There were some rumors going around that the next Nexus, which is supposedly being built by LG and Huawei, would feature the Snapdragon 820. Which many of us were hoping for, seeing as the Snapdragon 810 is almost seen as “old” technology at this point. Having been available all year. There’s also that little overheating problem that the company has been facing as of late. The Snapdragon 820 is coming soon, but looks like it won’t be in new smartphones until about early 2016. And according to a new leak from OnLeaks on Twitter, it appears that the Huawei Nexus will indeed be using the MSM8994 version 2.1. That’s the Snapdragon 810 for those that haven’t kept up with Qualcomm’s numbers.
The picture that OnLeaks tweeted also shows a few other interesting tidbits about the new device, including its codename of Angler. As well as sporting 3GB of DDR4 RAM inside. Now that’s not quite the amount we’ve been seeing with other flagships out there right now like the Galaxy Note 5, OnePlus 2, and the ASUS Zenfone 2. But for a Nexus running stock Android M, it should be more than plenty of RAM for everything you need to do.
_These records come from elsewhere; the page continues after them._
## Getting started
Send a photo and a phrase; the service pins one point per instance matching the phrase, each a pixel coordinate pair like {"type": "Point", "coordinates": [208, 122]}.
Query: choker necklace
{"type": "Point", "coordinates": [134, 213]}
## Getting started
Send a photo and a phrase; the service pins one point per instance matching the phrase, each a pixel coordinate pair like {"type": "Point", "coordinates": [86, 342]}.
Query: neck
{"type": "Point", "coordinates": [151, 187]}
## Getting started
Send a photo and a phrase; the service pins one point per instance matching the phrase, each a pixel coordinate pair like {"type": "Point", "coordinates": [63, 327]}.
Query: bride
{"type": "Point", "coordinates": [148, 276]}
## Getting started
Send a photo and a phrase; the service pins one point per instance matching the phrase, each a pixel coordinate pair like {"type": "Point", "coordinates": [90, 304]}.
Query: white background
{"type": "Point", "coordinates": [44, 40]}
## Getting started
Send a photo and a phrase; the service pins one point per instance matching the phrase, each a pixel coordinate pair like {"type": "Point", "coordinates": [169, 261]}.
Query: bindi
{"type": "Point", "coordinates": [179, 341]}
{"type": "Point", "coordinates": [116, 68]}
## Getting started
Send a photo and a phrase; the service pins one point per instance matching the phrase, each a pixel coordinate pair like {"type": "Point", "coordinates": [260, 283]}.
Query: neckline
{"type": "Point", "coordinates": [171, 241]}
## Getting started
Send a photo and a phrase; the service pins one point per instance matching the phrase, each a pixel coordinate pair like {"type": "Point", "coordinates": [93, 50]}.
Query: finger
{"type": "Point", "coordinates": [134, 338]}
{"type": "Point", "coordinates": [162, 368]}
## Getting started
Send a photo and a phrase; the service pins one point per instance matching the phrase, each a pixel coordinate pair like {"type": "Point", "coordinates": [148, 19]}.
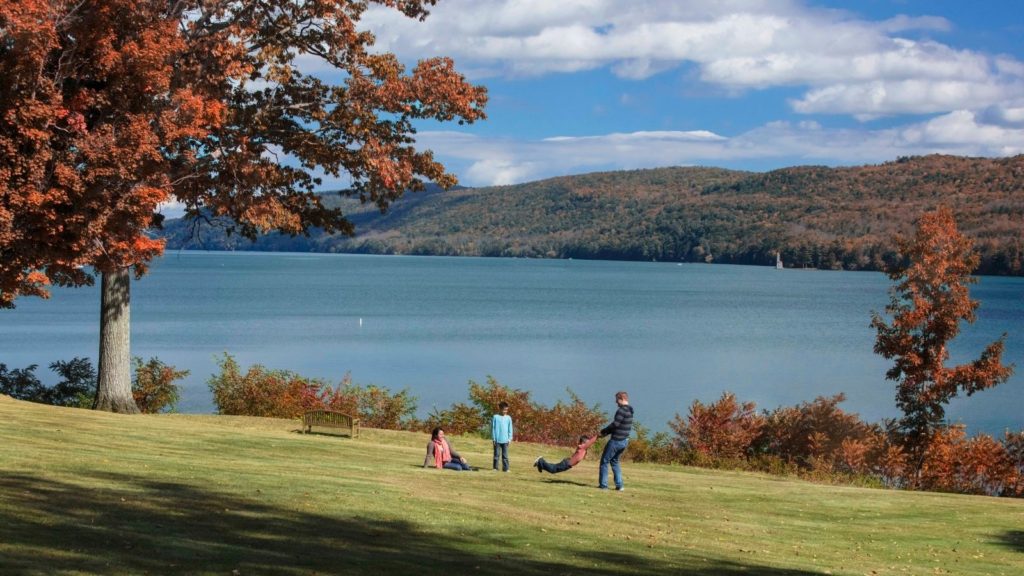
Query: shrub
{"type": "Point", "coordinates": [657, 448]}
{"type": "Point", "coordinates": [77, 387]}
{"type": "Point", "coordinates": [813, 434]}
{"type": "Point", "coordinates": [154, 387]}
{"type": "Point", "coordinates": [459, 419]}
{"type": "Point", "coordinates": [20, 383]}
{"type": "Point", "coordinates": [264, 393]}
{"type": "Point", "coordinates": [375, 406]}
{"type": "Point", "coordinates": [281, 394]}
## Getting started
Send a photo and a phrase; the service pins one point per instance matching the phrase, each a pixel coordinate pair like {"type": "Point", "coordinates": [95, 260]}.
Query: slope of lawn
{"type": "Point", "coordinates": [94, 493]}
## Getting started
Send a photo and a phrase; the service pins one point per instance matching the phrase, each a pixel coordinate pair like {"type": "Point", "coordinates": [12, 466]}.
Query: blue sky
{"type": "Point", "coordinates": [585, 85]}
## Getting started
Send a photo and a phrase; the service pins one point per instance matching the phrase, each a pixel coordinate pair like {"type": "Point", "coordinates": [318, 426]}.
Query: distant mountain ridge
{"type": "Point", "coordinates": [816, 216]}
Google has already unveiled the name of the new version of Android, which will be Android Marshmallow. Which means we are probably looking at an earlier release date for Marshmallow and these Nexus devices than usual. Usually Google releases them on Halloween or close to the end of October. However, they also usually announce the name of the next version of Android in September, and not mid-August. So I’d be willing to bet we’ll see them come the end of September. Right now it’s rumored that LG will be making the smaller Nexus at about 5.2-inches with Huawei making the larger one at about 5.7-inches. This is great because it should satisfy everyone, those who want a smaller phone and those who want a larger phone.
Although the partnership with Huawei is likely to go further than just the Nexus. Many of you know that Google services have been blocked in China for quite some time. And Google is hoping to work with Huawei to change that. As with most smartphone makers in China, they are partially funded by the government. So Huawei could have some pull. It’ll be interesting to see how all this plays out.